第6話『仲間たち』
シェルター第七支部――
雑居ビルの地下に広がる、異能者たちのための拠点。
リカに連れられて施設内を歩くユウトは、
そこが思ったよりも”普通”なことに驚いていた。
壁一面に設置されたモニター、
遠くで鳴る訓練器具の音、
誰かの笑い声――
恐ろしい場所を想像していた。
けれど、ここには温かな空気があった。
「まずは、仲間を紹介するね」
リカが振り返る。
その瞬間――
奥から勢いよく、赤毛の青年が駆け寄ってきた。
「おーっ、あんたが新入りか!」
声が大きい。
破顔一笑の陽気な男だ。
「九重タケル。

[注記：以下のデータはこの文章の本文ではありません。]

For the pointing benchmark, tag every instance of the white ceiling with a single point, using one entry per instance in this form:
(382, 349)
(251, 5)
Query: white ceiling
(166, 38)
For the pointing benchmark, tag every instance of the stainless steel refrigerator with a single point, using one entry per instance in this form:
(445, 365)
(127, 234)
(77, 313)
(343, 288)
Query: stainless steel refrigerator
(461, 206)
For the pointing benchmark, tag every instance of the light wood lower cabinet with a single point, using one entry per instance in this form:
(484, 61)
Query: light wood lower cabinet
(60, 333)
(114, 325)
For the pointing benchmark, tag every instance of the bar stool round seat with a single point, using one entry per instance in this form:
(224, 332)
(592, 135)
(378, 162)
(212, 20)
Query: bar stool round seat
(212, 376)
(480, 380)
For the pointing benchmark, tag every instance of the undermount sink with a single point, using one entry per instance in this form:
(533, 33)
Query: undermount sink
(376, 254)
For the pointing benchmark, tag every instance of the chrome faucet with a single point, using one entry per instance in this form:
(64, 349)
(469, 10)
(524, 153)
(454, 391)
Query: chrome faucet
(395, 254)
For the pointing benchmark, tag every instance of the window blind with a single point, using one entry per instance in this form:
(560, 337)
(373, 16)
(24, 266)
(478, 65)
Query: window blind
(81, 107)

みんなにはタケルって呼ばれてる!よろしくな!」
タケルはガシッとユウトの手を握った。
その手は、驚くほど熱かった。
「……如月ユウト、です」
ユウトは戸惑いながらも、握手を返す。
「ガチガチに緊張してるな!最初はそんなもんだ!
ま、ここは安心しろ!無駄にいい奴しかいねぇからよ!」
タケルは豪快に笑った。
◆ ◆ ◆
次に現れたのは、眼鏡をかけた落ち着いた青年。
「西堂セイです。タケルみたいなのばかりじゃないから、安心して」
セイは、ふっと微笑んだ。
「この施設で戦術指導や情報分析を担当してる。
何か困ったら相談して」
「……はい。よろしくお願いします」
ユウトも頭を下げる。
セイは、温厚そうな顔の奥に、鋭い眼光を隠していた。
◆ ◆ ◆
最後に、廊下の向こうから、
勢いよく手を振りながら少女が駆けてきた。
「やっほー!君が新入りくん?!」
元気いっぱいの笑顔。
茶髪ショートボブ、制服を少し崩して着こなしている。
「春野ハル!ハルでいいよ!私もちょっと前にここにきたんだ!同期組ってことで、仲良くしよ!」
彼女は勢いよくユウトの手を握る。
その軽やかなテンションに、ユウトはたじろいだ。
「……うん。よろしく」
◆ ◆ ◆
こうして、
九重タケル。
西堂セイ。
春野ハル。
シェルターの仲間たちが、ユウトの前に現れた。
思っていたよりも、
ここは温かい。
「君に、まずは体験任務を受けてもらうよ」
リカが言った。
「任務、ですか」
「うん。もちろん、いきなり戦えってわけじゃない。
簡単な探索任務――体験みたいなもの」
リカは、小さな手帳を開いて、スケジュールを確認する。
「担当は、私とタケル。ユウト君、君も一緒に」
タケルが豪快に笑った。
「おう!任せとけ!楽しくいこうぜ、新入り!」
ユウトは、タケルの笑顔を見て、
少しだけ、心の奥が緩むのを感じた。
(ここでなら――)
そんな思いが、ほんの小さな芽を出し始めていた。